Too often manufacturers identify historical information in standard key performance indicators without incorporating predictive analytics so they can look forward, notes Rob Handfield, supply chain professor at N.C. State University’s Poole College of Management, in a recent blog post.

“Where the real insights began to occur is when information that was presented in the context of baseline and trends emerged, leading to quick identification of deviations, variations, and trending patterns that could quickly lead to team reviews and action items,” he notes. “It is this context of ‘what does good (or bad) look like?’ that leads to the most important insights.”

Additionally, manufacturers should be open to thinking about and identifying data other than what typically resides in a database, he notes in a separate post.

“One of the things that is important is being able to open up your ears and eyes to drive creative thinking into other types of data that might be available that are not currently in your standard database,” he says. “Is there proxy data that can be used to approximate other related variables that can provide good insights into the parameter of interest? Are there other pieces of data that might be directly related but correlate to what we are trying to solve?

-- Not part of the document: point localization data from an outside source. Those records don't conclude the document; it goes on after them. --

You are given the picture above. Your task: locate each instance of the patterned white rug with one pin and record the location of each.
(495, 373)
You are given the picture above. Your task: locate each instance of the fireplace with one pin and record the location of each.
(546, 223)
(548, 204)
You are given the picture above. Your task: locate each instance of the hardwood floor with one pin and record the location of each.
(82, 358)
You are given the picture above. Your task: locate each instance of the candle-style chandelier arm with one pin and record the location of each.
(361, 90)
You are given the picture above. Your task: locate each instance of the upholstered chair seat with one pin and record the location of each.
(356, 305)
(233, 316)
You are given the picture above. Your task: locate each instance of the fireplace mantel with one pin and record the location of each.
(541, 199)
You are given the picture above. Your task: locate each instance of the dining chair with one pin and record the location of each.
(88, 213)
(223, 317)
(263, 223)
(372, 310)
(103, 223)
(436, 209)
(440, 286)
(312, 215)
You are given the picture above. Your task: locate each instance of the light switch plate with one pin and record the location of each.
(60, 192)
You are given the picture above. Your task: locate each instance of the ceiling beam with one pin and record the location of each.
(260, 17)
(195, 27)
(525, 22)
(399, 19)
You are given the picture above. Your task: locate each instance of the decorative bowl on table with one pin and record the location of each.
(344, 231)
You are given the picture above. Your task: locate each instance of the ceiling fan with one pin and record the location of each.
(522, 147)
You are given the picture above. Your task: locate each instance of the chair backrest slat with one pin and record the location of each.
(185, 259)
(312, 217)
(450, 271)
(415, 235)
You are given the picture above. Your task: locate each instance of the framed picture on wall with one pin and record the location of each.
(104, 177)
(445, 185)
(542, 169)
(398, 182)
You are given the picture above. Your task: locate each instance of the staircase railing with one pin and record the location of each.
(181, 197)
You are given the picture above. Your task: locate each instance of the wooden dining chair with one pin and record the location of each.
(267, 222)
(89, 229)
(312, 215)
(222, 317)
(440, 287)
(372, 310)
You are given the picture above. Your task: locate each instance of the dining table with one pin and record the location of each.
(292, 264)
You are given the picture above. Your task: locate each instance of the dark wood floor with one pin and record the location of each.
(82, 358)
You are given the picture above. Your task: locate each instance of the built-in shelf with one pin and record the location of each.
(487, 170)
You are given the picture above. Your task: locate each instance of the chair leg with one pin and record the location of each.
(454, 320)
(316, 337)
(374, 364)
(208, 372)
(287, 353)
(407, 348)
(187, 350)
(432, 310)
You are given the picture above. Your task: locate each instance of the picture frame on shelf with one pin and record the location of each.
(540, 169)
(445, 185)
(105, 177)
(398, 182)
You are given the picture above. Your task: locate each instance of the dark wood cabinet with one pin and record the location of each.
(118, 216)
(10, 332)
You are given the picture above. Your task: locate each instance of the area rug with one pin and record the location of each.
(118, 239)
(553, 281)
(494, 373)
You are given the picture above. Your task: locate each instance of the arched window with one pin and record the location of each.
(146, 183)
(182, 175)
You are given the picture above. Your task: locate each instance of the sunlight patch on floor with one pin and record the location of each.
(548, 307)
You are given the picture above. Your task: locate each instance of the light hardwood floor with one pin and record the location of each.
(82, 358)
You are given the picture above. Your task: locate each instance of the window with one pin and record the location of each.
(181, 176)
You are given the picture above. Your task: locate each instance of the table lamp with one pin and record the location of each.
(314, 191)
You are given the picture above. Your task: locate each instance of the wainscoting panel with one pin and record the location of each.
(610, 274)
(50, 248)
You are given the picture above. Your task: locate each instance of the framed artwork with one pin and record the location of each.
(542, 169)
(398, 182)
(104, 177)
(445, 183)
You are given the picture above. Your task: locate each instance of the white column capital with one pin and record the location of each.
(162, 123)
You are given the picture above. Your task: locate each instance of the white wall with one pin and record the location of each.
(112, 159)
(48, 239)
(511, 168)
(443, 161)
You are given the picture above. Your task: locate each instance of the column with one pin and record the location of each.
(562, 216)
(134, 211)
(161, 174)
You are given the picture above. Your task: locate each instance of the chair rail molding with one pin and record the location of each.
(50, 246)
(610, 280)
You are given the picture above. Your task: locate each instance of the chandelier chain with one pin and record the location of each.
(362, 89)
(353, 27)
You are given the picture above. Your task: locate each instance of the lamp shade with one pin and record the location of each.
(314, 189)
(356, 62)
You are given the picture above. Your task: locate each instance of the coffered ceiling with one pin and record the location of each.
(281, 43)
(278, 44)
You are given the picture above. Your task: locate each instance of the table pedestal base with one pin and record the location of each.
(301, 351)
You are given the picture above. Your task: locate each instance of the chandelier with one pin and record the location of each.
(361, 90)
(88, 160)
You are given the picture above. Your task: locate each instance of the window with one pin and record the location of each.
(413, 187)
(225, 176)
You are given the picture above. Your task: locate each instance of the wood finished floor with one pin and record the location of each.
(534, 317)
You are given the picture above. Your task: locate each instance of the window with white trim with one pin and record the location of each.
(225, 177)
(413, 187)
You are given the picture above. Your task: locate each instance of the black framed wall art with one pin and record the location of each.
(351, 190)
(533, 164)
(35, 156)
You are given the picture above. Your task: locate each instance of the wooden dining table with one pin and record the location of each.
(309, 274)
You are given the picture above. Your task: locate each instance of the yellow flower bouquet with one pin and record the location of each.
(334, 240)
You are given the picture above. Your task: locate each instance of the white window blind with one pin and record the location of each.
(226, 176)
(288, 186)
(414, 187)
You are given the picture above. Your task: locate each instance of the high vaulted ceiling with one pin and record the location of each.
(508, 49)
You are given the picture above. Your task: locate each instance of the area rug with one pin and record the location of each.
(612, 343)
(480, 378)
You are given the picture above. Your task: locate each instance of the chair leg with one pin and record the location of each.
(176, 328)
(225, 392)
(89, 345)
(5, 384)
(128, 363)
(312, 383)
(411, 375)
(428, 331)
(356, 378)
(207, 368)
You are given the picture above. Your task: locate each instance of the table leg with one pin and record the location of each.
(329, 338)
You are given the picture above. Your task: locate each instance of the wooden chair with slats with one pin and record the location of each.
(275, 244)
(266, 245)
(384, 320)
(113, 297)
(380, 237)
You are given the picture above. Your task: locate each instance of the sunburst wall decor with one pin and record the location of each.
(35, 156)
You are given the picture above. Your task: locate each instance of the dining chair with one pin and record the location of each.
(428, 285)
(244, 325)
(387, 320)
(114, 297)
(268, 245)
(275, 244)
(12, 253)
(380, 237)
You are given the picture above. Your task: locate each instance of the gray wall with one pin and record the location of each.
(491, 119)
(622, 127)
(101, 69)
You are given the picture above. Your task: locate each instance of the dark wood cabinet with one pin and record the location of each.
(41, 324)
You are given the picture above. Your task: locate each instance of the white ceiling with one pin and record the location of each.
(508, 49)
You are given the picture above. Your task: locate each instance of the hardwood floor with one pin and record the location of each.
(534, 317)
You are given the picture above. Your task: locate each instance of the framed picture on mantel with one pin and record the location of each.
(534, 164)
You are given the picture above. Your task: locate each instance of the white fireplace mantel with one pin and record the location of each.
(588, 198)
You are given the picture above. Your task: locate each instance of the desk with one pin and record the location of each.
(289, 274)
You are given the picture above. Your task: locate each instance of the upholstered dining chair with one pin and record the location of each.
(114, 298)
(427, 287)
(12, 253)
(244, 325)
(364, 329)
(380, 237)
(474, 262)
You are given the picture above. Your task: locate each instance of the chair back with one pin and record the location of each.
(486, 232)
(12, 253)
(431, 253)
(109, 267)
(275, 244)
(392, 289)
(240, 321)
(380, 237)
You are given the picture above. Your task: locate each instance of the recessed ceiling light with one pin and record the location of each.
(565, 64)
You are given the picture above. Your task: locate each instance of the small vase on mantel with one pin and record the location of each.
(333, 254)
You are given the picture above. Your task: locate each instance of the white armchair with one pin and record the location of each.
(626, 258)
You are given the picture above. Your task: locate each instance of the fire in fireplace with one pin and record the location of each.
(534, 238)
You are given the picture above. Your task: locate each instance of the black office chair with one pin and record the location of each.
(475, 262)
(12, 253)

This could include public domain data or economic data.”

In the supply chain domain, there is a strong need for manufacturing analytics for collaborative forecasting, inventory management and production planning, Handfield notes.

“One of the big themes is the need to drive end to end integration – so that demand sensing algorithms can provide early warning of surges (or slowdowns) in demand, that can be tracked and driven back into the supply chain, beginning with improved warehouse and distribution management, transportation management, production planning, and supplier capacity and order collaboration,” he adds.

“People need to have metrics that drive transparency on events both in the short-term, but that also provide input into broader strategic decisions, such as longer-term needs for capacity, or even slowdowns that translate to postponing major capacity investments,” Handfield says.